Однажды ТТ снова позвонил утром с «тревожными предчувствиями», а мне как раз с похмелья не работалось, мы разговорились, и я зачем-то спросил:
– Теодор Тимофеевич, дело прошлое, за что вы меня тогда так невзлюбили?
– Ах, вы про это… Видите ли, милостивый государь, – помявшись, ответил он, – Торможенко уверил меня, что вы, батенька, еврей.
– Да ну!
– Да-с. Но когда вы отпустили бороду, я сразу понял, что ошибался. Только было уже поздно.

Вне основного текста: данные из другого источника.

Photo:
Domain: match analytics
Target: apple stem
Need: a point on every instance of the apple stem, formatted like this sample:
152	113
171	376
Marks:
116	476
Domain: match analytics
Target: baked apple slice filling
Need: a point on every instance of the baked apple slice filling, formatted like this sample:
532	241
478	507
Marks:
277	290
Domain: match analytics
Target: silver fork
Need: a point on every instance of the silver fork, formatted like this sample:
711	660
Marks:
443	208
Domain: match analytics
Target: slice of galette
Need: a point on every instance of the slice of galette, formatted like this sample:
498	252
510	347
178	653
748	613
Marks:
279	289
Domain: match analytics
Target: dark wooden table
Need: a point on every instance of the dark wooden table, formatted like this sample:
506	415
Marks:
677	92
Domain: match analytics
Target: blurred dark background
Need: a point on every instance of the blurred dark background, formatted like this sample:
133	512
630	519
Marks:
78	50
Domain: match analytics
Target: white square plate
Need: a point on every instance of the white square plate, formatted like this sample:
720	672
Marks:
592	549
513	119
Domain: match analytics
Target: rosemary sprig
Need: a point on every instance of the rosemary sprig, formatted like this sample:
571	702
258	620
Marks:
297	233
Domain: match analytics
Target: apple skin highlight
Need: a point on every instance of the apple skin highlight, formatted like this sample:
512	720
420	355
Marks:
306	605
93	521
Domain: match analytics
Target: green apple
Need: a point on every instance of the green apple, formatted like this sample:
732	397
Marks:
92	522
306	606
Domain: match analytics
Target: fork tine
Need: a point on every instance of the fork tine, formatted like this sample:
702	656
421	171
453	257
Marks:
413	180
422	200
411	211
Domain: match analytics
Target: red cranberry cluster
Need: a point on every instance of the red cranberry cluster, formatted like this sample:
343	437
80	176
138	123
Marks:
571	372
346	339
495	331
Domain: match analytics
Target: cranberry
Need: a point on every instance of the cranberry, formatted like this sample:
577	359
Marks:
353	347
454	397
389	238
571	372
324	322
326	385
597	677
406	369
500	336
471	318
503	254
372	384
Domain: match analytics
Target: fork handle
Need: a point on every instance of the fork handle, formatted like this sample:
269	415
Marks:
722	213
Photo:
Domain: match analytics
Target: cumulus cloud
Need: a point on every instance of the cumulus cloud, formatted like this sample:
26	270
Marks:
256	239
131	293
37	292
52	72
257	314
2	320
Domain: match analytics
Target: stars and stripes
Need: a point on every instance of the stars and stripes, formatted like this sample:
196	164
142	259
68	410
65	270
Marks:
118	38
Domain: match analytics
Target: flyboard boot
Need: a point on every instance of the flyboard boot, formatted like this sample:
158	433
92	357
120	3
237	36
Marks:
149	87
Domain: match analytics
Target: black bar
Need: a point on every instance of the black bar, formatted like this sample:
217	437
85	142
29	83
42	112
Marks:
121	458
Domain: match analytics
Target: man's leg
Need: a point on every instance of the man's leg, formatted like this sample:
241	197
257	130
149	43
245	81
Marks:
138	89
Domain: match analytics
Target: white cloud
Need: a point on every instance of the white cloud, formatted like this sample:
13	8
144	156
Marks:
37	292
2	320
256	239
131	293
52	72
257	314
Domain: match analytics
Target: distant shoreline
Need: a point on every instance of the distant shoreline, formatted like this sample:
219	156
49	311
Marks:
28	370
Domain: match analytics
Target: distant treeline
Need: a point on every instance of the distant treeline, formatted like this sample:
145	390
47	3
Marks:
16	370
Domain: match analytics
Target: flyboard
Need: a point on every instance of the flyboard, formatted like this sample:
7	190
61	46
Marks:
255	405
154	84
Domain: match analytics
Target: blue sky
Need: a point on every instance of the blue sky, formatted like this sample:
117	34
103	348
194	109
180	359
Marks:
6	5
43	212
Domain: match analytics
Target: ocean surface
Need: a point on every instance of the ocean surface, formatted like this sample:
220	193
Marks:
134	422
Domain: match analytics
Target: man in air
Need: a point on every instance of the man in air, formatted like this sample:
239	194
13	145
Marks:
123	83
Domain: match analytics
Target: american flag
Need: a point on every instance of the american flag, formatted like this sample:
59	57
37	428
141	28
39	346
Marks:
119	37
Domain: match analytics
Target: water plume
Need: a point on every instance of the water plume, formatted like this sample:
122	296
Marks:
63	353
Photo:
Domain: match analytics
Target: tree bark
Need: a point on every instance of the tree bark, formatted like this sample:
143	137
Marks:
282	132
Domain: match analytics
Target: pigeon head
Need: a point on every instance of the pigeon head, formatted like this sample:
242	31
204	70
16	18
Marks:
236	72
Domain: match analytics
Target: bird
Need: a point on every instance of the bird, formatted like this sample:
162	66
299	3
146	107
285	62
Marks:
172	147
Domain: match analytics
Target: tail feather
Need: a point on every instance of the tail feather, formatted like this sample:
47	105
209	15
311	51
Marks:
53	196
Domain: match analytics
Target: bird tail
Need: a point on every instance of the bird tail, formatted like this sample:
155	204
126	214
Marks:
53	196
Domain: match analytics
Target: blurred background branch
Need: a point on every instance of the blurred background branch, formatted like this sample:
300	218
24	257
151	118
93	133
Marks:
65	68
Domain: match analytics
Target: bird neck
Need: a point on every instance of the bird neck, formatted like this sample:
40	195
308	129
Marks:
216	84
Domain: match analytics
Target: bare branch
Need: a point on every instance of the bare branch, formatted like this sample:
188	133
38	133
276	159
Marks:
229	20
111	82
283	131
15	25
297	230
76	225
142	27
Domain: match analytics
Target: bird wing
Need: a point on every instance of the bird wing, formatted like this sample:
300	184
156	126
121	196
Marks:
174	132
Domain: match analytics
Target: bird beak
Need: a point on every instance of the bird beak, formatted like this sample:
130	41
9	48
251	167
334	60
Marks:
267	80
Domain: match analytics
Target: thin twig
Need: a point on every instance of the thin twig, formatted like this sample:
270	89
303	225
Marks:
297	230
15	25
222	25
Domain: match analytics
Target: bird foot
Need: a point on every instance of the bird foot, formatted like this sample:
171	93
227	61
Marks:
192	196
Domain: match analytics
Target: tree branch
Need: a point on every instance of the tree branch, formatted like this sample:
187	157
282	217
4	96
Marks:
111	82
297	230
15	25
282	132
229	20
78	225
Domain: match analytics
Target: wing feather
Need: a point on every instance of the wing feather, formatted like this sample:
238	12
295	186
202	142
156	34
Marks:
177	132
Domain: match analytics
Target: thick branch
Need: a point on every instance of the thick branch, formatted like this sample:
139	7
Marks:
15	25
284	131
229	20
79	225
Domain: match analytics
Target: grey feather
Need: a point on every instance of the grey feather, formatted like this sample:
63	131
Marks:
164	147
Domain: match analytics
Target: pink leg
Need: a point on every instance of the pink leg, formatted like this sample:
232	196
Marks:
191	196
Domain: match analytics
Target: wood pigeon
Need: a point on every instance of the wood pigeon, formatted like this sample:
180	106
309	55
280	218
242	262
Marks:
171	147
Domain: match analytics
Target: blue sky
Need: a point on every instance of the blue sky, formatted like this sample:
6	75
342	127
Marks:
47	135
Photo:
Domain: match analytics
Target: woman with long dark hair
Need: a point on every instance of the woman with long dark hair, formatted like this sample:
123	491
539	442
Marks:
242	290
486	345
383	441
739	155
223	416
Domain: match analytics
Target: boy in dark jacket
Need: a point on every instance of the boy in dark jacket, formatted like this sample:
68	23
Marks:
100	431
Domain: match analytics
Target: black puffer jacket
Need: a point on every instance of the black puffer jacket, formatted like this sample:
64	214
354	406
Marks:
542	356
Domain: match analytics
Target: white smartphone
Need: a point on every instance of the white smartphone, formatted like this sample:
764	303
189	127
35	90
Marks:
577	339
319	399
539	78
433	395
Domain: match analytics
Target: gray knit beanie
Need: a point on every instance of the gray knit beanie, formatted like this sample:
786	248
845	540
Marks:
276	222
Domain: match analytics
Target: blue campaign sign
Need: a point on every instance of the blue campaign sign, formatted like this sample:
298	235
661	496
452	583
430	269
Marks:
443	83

– Теодор Тимофеевич, между прочим, племенная неприязнь у русской интеллигенции всегда считалась неприличной.
– Я бы, батенька, выразился мягче: племенная бдительность. Так вот, из-за утраты этой бдительности настоящей русской интеллигенции почти уже не осталось. А скоро и вовсе не будет…
Сухонин резко сдал после смерти любимой жены, которую увел когда-то у приятеля-еврея, впоследствии эмигрировавшего. Она воспринимала всю эту борьбу всерьез, страдала, сидела на всех судебных заседаниях и надорвала сердце, изнывая от рутины продажной несправедливости. Потеряв верную подругу, ТТ стал часто болеть и тихо скончался в академической клинике на Ленинском проспекте. Я был в ту пору за границей и на похороны не попал.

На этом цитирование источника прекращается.